Disney had intended on "Melody" serving as the first in his "Adventures in Music" series, which would entertain and educate audiences on various aspects of music. However, only one other shrot went into production, the CinemaScope short "Toot, Whistle, Plunk and Boom," released six months after this cartoon. The waning interest in theatrical short cartoons, as well as Disney's continued focus towards live-action and television meant that the "Adventures in Music" series would not continue theatrically. However, music still remained important for Disney. Their "Mickey Mouse Club" maintained a Music Day every Monday, and animated films continued to feature musical songs and interludes within the narrative. The educational intent behind the short cartoons simply disappeared, though would make another, more memorable, reappearnce over thirty years later.
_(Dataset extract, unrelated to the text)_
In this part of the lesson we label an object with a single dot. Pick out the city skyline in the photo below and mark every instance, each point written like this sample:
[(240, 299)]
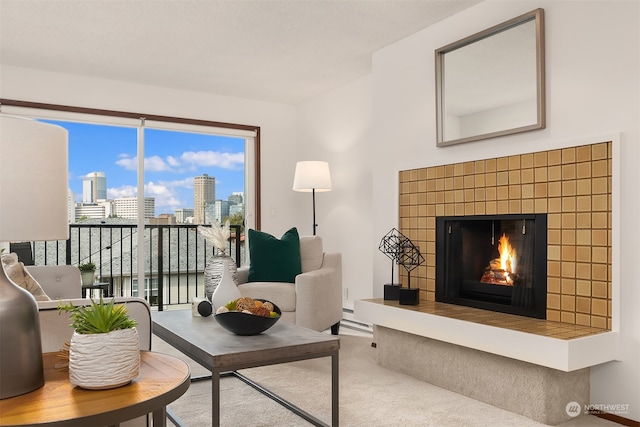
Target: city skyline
[(172, 160)]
For any Disney fan who grew up in the mid-to-late 1980s, the "Sing-Along Songs" VHS tapes allowed for exposure to a variety of Disney songs throughout their catalogue. And through it all, Professor Owl (and later Professor Ludwig Von Drake) taught us all, thanks to clever re-dubs and re-use of animation from both "Melody" and "Toot, Whistle, Plunk and Boom." The very first "Sing-Along Songs" tape borrowed heavily from the cartoons, so much so that growing up, I believed Disney actually made this animation specifically for such special programs. Only when I learned more about Disney cartoons, and finally saw the two shorts, did I realize Disney animated this material much earlier. As someone who grew up with one version, but became more accustomed to the other, I can still watch either (a Sing-Along Song tape or an Adventures in Music short) and know what the "opposite" dub was. Disney proved very effective in making sure the new dub matched the animation, even when talking about other content. Anyone who still owns the early "Sing-Along Song" VHS tapes will already have the "remixed" portions of this short. But "Melody" and its sister short have also seen digital release on the Fantasia 2000 DVD (released in 2000), the "Walt Disney Treasures: Disney Rarities" DVD (released in 2005), and streaming (if Disney still kept it available) through the "Virtual Vault" nonsense from 2010's Blu-Ray collection of Fantasia and Fantasia 2000.